Ну, то есть так – или я жду тебя – сколько угодно, или мы тупо расходимся без надежд каждый в свою жизнь. Почти как год назад, но вот только с той самой констатацией, что я тебя люблю. Не забыла, не выкинула, не выгрызла, не спалила к черту алкоголем, никотином и сексом. И ты. Любишь. Не знаю, насколько. Но любишь. И продолжаем жить дальше, каждый строя маленькое, бескрылое счастье. У него, может, и вырастут крылья, но, черт возьми, я буду жестокой – никогда у этого счастья не будет таких крыльев как у нашей любви! Значит, живем и потом, вдруг, что-то случится. И окажется, что уже все легко и можно.  Но в этом случае, если ты когда-то будешь готова быть со мной, вероятно, я тебе скажу: прости, но я не могу – я построила какую-то эрзац-любовь и мне этот человек безумно дорог, что смог принять фальшивку за реальность.  Не в том контексте, что я ему лгала. А в том контексте, что он знал, или понимал, или догадывался, что я могу дать все – отношение, жизнь, внимание, но не сердце. С точки зрения кинематографа это было бы весьма круто – я не отказалась бы отснять пару короткометражек в черно-белых кадрах. Героини с тонкими запястьями, героин, рассыпанный по столу. С точки зрения мемуаров – есть о чем писать мелким подчерком в узкие строчки с размашистым окончанием слов. С точки зрения жизни реальной, в контексте моей к тебе любви – отвратительно. Наверное, тут был бы идеален вариант подвешенности из серии: «ты жди, но не страдай там в одиночестве, я, наверное, когда-то смогу». Но это, простите, уже не просто отвратительно, а подло. Я так не могу. Я так не хочу. И я так не буду.

Мне хочется верить, что она знает о том, что есть я. И в то, что она честный и светлый человек. В любом случае, что она не принесет тебе боли и не доведет ситуацию до того, что больно будет ей. Правда тут уже играет роль и то, насколько ты с ней была честна. И если нет, мне очень жаль этого человека. Мне жаль тебя. И мне жаль себя. При любом финальном раскладе.
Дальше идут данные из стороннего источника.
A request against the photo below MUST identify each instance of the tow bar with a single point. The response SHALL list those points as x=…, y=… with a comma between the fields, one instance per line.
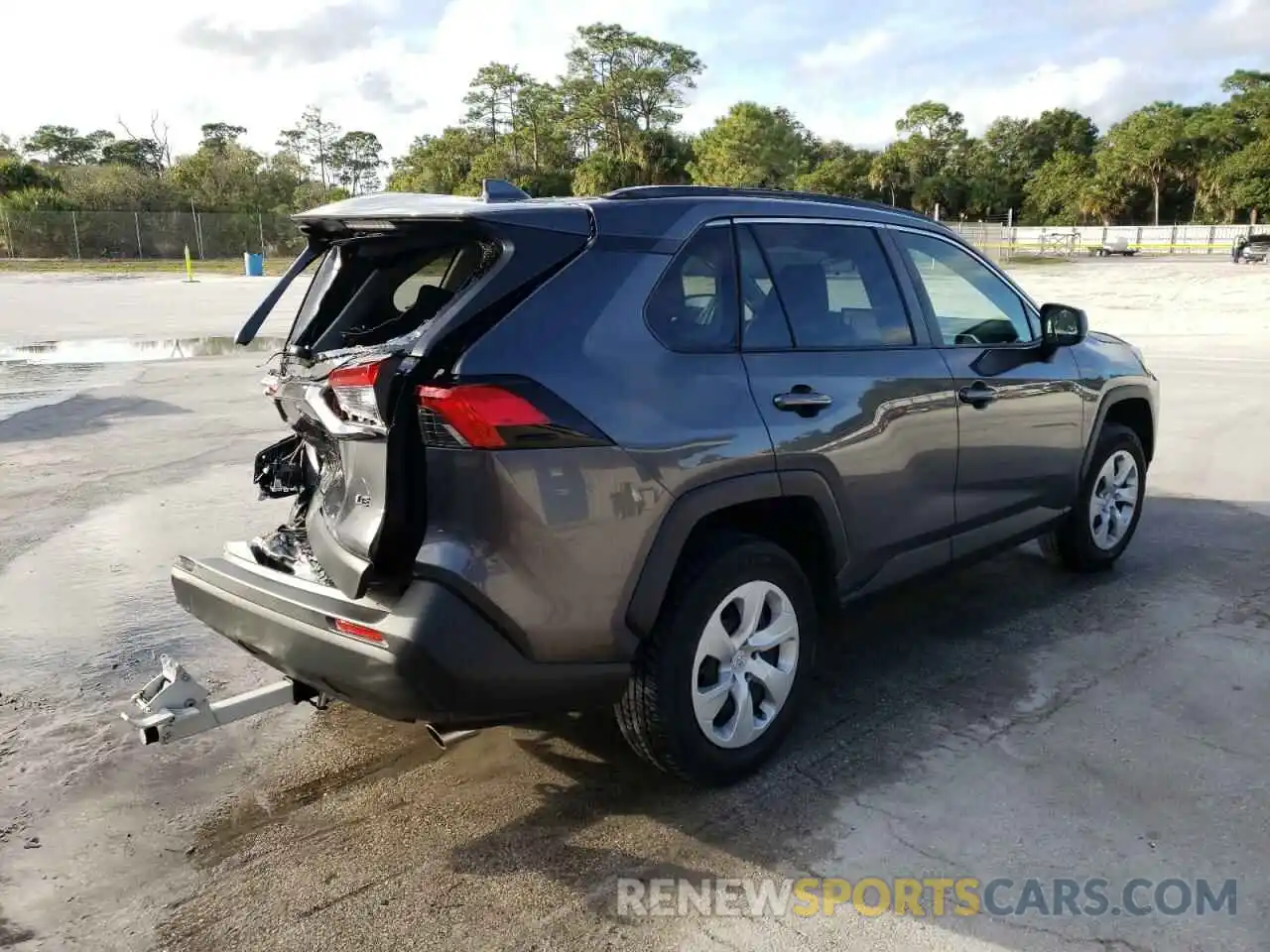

Когда Маслена расставалась с Ангелом – этот момент пришелся как раз на мой переезд, мои мучения, невероятные, - она сказала то, что я постаралась сделать своим девизом на последующие месяцы жизни. Потому что она сказала правду, которую я не могла облечь в слова. Я спросила, почему? Ведь они так любят друг друга? Она мне ответила так, что мое сердце не просто облилось кроваво-красной болью, мой разум горько разрыдался, констатируя истинность сказанного. «...Главное, что желание быть с любимым человеком меньше страха перед всем остальным... и мне причины не важны, если честно... я не готова их понимать». Я бы тоже хотела быть не готовой. И я не готова. И я никогда не пойму. Тогда что же меня держит?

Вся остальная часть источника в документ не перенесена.